Delicate fishnet pancakes on yogurt with boiling water - recipe

Ingredients:

Preparation

The same ingredients as in the previous recipe in slightly different proportions and with another algorithm for preparing the dough give a completely different taste to the pancakes, as well as their incredible openwork appearance.

We start, as before with eggs. Beat them with sugar and salt, using a mixer or whisk. It is not necessary to persevere, it is enough to only obtain a homogeneous, slightly magnificent consistency. The amount of sugar is adjustable, depending on what kind of filling will be used to fill the pancakes. For unsweetened taste it will be enough to have two tablespoons of granulated sugar, and to make pancakes as dessert you can put it more than half a glass.

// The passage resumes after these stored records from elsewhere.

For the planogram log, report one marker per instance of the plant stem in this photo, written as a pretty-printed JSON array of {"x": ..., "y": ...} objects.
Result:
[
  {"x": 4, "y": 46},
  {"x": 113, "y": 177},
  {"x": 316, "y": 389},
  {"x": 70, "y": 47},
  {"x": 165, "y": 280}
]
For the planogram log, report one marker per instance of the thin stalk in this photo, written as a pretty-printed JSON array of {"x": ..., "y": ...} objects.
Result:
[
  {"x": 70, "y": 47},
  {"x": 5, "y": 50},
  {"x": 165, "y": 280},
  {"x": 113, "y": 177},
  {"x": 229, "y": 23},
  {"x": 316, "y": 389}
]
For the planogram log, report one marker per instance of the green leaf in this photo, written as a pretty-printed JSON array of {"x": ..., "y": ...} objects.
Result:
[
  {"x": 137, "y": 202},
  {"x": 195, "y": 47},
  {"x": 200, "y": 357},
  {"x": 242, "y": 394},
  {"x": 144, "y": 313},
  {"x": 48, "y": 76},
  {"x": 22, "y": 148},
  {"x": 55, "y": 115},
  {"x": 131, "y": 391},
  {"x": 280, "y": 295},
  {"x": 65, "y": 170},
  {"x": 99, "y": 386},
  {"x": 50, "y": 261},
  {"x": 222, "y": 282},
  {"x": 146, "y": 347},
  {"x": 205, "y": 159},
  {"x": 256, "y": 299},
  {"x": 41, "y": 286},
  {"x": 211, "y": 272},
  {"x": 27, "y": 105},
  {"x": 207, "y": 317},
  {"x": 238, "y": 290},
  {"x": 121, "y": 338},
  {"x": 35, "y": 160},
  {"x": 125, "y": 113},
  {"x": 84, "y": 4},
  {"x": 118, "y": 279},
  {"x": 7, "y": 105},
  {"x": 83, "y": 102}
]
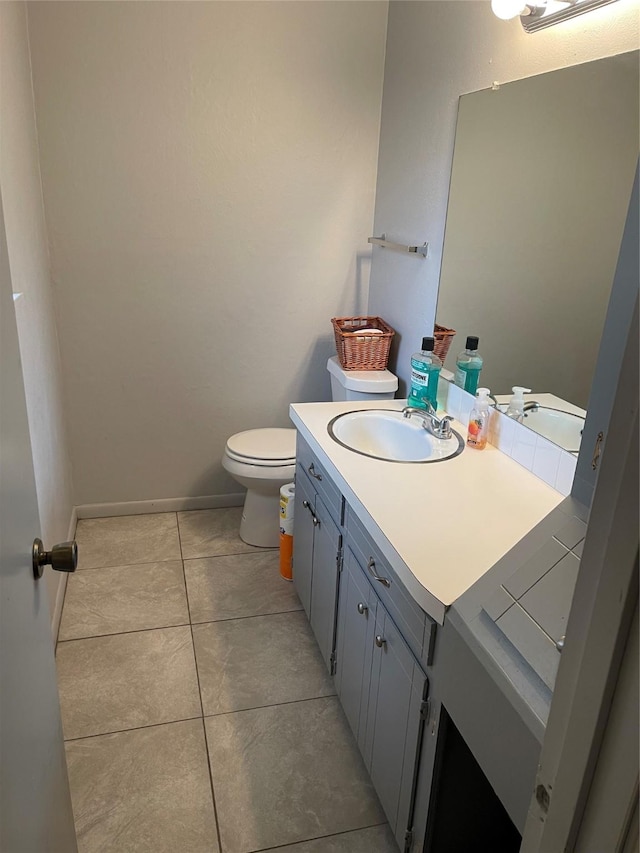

In the whipped egg mass we add kefir, mix all the good and introduce sifted flour. The result of this action will be a thick mass, a consistency even thicker than a pancake batter. It should be so. Now the main secret of openwork. In steep boiling water, pour half a teaspoon of baking soda, and pour the resulting hot soda into the previously prepared thick dough. At the same time intensively mix the mass with a whisk or a mixer. After this, let her stand for about five minutes, pour in the vegetable refined oil, mix again and can be taken for baking. The process itself we described above. Ruddy openwork pancakes are incredibly tasty as with any non-liquid filling, and alone with liquid sauces or sour cream.

Pancakes on yogurt with boiling water, both openwork and ordinary, you can do both thin and thick. To do this, it is sufficient to regulate the amount of flour used in the recipe. The larger it is, the thicker the product and vice versa.